Blu-ray pictures are naturally the most impressive. The set is more than comfortable with the breakneck action in Transformers – HD Natural Motion reproduces the fast movement of robots and helicopters with unerring smoothness, while 100Hz masks motion blur effectively.
Set to maximum the effects of HD Natural Motion look a little unnatural, but overall it's hard not to be impressed by such effective judder removal.
It also displays 1080p images with the sharpness demanded by the format, and when coupled with impressive black levels they possess an entrancing depth and punchiness. Dark scenes contain plenty of detail too, and it's easy to pick out the shading within the bleached white desert sand.

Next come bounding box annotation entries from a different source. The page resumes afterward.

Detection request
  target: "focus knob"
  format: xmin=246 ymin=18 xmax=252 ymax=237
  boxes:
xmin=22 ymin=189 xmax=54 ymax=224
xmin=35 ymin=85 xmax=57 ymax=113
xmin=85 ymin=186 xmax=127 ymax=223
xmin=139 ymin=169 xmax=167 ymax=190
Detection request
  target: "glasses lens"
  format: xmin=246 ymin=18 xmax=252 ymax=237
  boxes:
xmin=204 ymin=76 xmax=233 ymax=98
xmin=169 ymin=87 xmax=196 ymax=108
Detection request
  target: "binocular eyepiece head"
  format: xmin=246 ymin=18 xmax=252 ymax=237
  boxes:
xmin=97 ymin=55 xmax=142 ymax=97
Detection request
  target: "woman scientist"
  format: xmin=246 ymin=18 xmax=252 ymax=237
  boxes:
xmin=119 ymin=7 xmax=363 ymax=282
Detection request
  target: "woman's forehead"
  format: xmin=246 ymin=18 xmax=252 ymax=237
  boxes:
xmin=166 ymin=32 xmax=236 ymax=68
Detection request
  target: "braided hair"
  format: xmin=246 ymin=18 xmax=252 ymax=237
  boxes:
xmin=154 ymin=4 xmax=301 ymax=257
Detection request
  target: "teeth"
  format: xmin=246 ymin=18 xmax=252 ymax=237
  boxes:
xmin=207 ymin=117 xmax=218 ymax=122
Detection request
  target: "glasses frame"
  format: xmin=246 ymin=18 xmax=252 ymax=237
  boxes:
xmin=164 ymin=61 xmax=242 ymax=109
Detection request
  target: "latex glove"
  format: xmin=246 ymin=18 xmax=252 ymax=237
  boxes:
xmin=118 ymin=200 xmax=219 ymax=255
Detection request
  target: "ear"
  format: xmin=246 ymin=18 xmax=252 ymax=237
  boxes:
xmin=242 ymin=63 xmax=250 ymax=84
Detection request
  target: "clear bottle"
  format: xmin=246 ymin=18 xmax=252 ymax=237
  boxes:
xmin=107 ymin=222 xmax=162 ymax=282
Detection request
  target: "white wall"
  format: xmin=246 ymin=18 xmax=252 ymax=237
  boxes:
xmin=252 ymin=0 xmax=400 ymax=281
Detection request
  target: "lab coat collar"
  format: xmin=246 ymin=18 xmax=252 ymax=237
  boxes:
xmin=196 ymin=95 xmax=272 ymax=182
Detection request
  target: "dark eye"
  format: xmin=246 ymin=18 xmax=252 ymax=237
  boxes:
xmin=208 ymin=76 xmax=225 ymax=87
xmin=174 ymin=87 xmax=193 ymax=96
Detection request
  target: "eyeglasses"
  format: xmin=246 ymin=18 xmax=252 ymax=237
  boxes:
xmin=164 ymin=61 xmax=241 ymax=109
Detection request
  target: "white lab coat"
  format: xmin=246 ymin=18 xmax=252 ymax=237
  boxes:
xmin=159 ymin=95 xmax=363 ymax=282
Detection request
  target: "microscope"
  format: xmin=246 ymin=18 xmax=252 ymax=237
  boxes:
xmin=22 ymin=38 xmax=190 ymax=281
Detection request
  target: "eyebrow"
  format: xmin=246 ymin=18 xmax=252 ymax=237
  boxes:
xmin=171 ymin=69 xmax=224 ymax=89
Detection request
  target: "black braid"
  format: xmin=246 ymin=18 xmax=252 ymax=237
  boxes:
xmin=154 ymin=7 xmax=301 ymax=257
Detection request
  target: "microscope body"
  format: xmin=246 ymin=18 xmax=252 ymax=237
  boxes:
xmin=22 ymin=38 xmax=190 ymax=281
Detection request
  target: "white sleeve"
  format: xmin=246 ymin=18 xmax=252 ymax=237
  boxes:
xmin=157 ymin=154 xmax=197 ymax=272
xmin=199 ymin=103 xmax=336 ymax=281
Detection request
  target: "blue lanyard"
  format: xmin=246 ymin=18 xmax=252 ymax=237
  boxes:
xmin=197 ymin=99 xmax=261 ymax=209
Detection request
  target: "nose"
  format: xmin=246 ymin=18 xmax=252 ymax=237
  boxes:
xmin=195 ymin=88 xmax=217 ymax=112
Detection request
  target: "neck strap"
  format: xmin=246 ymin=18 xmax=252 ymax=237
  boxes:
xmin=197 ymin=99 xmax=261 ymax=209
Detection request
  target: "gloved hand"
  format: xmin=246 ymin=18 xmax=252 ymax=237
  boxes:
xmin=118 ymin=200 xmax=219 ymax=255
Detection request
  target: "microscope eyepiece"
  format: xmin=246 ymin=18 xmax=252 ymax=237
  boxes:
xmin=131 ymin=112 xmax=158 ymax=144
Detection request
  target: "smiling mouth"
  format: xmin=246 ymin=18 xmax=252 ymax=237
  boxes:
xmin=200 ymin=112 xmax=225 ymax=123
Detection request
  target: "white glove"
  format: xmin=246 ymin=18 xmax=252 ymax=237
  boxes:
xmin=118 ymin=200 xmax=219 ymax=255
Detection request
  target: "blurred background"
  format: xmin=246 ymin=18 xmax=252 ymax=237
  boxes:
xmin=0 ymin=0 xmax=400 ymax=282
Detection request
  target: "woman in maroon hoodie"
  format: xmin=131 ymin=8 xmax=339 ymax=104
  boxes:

Colours are simply stunning – Optimus Prime's paint job looks bold, bright and convincing, yet the Philips also conveys subtle skin tones and shading in the same frame with equal aplomb.
It's not all hunky dory however – the picture suffers from some break up and shimmering around some edges with HD Natural Motion and 100Hz LCD engaged at the same time, and noise reduction compromises the sharpness of the picture.
Freeview pictures look fine apart from a dusting of mosquito noise and processing artefacts, while DVDs are displayed with reasonable sharpness and depth, although once again there's a little too much noise in the picture to nail that five star picture rating.